For a while, the Sugar Pine Foundation faded into the background as school, work, and life kept moving. Then one day, while walking a trail in Tahoe, I spotted a sugar pine and the memory came back. I went home, signed up to volunteer, and wrote a short note in the comment box about how I first learned about the organization. Not more than an hour later, I heard from Maria Mircheva, the Executive Director of the Sugar Pine Foundation, asking whether I would be interested in joining the planting crew for spring planting in April. My answer was an easy and enthusiastic yes.
On my first planting day, the crew met early in Meyers, went around introducing ourselves, and then carpooled up over Echo Summit to our first planting site. After all those years, I was back where it started, placing a tree into a hole and very quickly remembering that you can think you know how to plant a tree, but you could be wrong.

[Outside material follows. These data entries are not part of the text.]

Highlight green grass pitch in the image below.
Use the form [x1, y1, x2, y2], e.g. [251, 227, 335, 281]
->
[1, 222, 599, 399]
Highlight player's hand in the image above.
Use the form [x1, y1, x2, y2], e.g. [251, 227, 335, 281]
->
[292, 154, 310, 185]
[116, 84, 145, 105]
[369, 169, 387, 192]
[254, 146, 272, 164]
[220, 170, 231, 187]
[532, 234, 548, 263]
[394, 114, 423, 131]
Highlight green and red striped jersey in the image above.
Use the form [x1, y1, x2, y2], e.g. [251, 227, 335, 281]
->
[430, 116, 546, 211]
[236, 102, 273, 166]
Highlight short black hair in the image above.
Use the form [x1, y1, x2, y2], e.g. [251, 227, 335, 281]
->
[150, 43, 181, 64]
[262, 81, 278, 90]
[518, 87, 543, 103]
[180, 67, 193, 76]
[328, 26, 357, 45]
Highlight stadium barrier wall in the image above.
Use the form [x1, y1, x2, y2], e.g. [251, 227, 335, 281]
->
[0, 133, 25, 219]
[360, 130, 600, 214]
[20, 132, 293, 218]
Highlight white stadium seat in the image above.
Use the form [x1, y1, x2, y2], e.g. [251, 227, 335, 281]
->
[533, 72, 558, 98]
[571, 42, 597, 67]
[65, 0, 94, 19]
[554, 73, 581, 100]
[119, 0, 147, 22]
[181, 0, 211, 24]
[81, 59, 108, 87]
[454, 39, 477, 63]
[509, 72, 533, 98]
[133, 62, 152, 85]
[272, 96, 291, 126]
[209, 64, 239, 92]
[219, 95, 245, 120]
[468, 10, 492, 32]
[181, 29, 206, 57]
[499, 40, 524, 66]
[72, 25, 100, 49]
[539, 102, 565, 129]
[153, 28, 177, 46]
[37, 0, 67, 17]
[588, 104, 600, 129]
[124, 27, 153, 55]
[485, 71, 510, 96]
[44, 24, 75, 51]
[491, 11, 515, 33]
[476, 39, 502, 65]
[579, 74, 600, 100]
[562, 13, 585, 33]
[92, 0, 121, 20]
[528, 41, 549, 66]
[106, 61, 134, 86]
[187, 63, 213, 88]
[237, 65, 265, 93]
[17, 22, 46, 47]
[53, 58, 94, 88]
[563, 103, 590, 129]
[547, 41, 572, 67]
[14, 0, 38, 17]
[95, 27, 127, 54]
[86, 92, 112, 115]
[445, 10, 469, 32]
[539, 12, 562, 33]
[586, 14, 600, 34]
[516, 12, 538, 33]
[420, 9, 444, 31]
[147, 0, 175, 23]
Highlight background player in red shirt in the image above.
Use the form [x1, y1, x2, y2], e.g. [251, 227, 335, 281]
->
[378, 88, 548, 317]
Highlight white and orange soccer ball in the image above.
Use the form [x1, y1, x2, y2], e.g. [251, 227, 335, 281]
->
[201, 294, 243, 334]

Our planting crew getting ready. The author, Spencer, is second from left to right.
You have to know the species, how it grows, whether it is drought tolerant or shade intolerant, what elevation it is suited for, and how the slope will affect its chances. A seedling planted on a south-facing slope may have a tougher time, so placement matters.Sometimes that means planting near a stump for protection or close to a nitrogen-fixing shrub like ceanothus, then lightly placing forest debris around the seedling to help hold moisture without blocking its ability to photosynthesize. I, on the other hand, do not photosynthesize, so even on cooler days, planting at higher elevation meant drinking water, eating snacks, reapplying sunscreen and remembering that restoration work is still hard outdoor work.
Maria took me aside to make sure I understood what to plant and where to plant it, reminding me that the Foundation plants more than just sugar pines. She has no problem letting you know when you are doing something wrong, but she is just as quick to praise you when you get it right. She has a warm, friendly demeanor, with a smile and laugh that make the work feel lighter. You pick up quickly that she loves what she does, and Tahoe would not be quite as wonderful without her or her work. Each planting day over April and into May felt like a real chance to give back to the Earth. I can still hear Maria as I type this: “Don’t place the seedling too low in the hole, and don’t place it too high either.”
Digging a hole may seem simple, but planting the future forest takes care and precision, especially when those trees will have to survive in a much harsher world than the forests before them. I came back to Tahoe looking for ways to be more involved in my community. Sometimes that starts with a shovel, a seedling, and the decision to show up for the place you call home.